Dont know if this is really a DIY, but I thought this would be the best place to post it.

So here is the story. I have a 95g tank that I am cycling right now, and I am at the stage of doing water changes every day to help keep the nitrites down. I am doing about a 30% (roughly 30g) water changes. Now mind you I have never done a water change on such a large tank (my other tank is only 36g), so I thought I would use my water changer/gravel vac that I used on my small tank. Well as you can probably imagine, I used a ton of water doing it this way. So no more of that. So the next day I went the old fashioned way and just used a 5g bucket. Well since it is 5 ft to the top of my tank I had to use a step ladder (Im only 5ft 9in  ) to even be able to get up there to get the bucket in! Then of course I had to lift the full bucket up and over the top of the tank (all the while sloshing water everywhere  ) then lug the bucket through the house to dump in the yard. So after two days of doing this I told myself there had to be a better way to get the water out without all the manual labor, mess, and wasted water.
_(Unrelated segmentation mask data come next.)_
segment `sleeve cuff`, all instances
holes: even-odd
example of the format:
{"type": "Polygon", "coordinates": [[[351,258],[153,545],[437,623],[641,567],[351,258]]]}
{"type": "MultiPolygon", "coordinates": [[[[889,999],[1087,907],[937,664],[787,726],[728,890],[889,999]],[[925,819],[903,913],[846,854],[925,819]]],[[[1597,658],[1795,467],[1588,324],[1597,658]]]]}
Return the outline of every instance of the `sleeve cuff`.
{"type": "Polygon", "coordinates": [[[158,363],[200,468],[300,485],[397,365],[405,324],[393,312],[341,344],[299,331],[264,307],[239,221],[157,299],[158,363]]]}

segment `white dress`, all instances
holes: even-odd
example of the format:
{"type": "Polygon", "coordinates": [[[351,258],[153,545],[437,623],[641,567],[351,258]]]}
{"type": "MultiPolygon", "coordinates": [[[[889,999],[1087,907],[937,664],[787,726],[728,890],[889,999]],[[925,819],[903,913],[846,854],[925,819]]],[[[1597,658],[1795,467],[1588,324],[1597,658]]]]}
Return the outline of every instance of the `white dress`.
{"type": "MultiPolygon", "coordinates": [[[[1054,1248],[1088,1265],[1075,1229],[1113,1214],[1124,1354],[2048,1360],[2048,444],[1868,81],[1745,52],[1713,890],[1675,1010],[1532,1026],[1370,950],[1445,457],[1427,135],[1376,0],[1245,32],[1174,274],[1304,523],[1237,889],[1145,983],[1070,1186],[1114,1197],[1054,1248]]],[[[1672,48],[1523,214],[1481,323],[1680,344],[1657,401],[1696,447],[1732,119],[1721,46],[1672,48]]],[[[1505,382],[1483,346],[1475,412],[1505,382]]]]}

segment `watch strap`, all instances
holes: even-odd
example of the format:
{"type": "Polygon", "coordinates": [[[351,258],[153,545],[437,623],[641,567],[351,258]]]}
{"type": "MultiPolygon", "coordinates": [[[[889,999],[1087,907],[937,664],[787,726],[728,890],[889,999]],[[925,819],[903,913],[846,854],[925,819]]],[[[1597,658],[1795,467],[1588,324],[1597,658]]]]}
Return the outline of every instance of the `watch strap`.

After a little brainstorming I cam up with this:










That is the water pump from my swamp cooler hooked to my gravel vac (amazingly enough it fit the gravel vac hose perfectly  ). I was then able to run the vac hose out a window into the grass (water didnt go to waste :thumb: ) and then hold the pump in the tank (pump is not submersible) and then just pump out my roughly 30g (it took about 10 minutes) with no mess and no wasted water  .

These pumps can be purchased at most big name home improvement stores or online for as little as $25, and all the all the large retail pet stors carry the gravel vacs.

So anyways, there is my little DIY/quick water change trick. Not sure what everyone will thin of it, but I thought it was pretty nifty and saved me a whole lot of time, mess, and water.


----------



## Dieselfool (Aug 11, 2010)

Cool idea, but a couple of concerns. With a non-submersable pump, I would gather that your just holding it suspended in the water with the motor above the waterline, yes? Electricity and water= disaster. Should you loose your balance, this could really hurt....or worse. Also doing it this way your not able to vacuum the gravel clean of fish waste. Just a thought.


----------



## R6RaVeN37 (Aug 10, 2012)

Dieselfool said:


> I would gather that your just holding it suspended in the water with the motor above the waterline, yes? Electricity and water= disaster. Should you loose your balance, this could really hurt....or worse.


Already thought of that, as I have had a few encounters with electrical shocks through work and other various ventures :lol: I actully tied a length of rope to the top of the motor and then dangled it in the tank that way. That way i kept myself away from the pump, and since I did that I didnt have to use the step ladder anymore, so very little chance of losing my balance, that is unless we have one of our famous California earthquakes while I am doing this  . The pump is plugged into a GFI outlet, so in theory if the pump did happen to fall into the tank the GFI circuit should trip and interrupt the power.



> Also doing it this way your not able to vacuum the gravel clean of fish waste. Just a thought.


This was more so just to aid me in removing water from my tank for water changes during the time my tank is cycling. In the future when I have fish and need to vaccum I will just remove the pump and put the attachment back on so I can use it as a vaccum.

Thanks for the concern for my well being and the inputs :thumb:


----------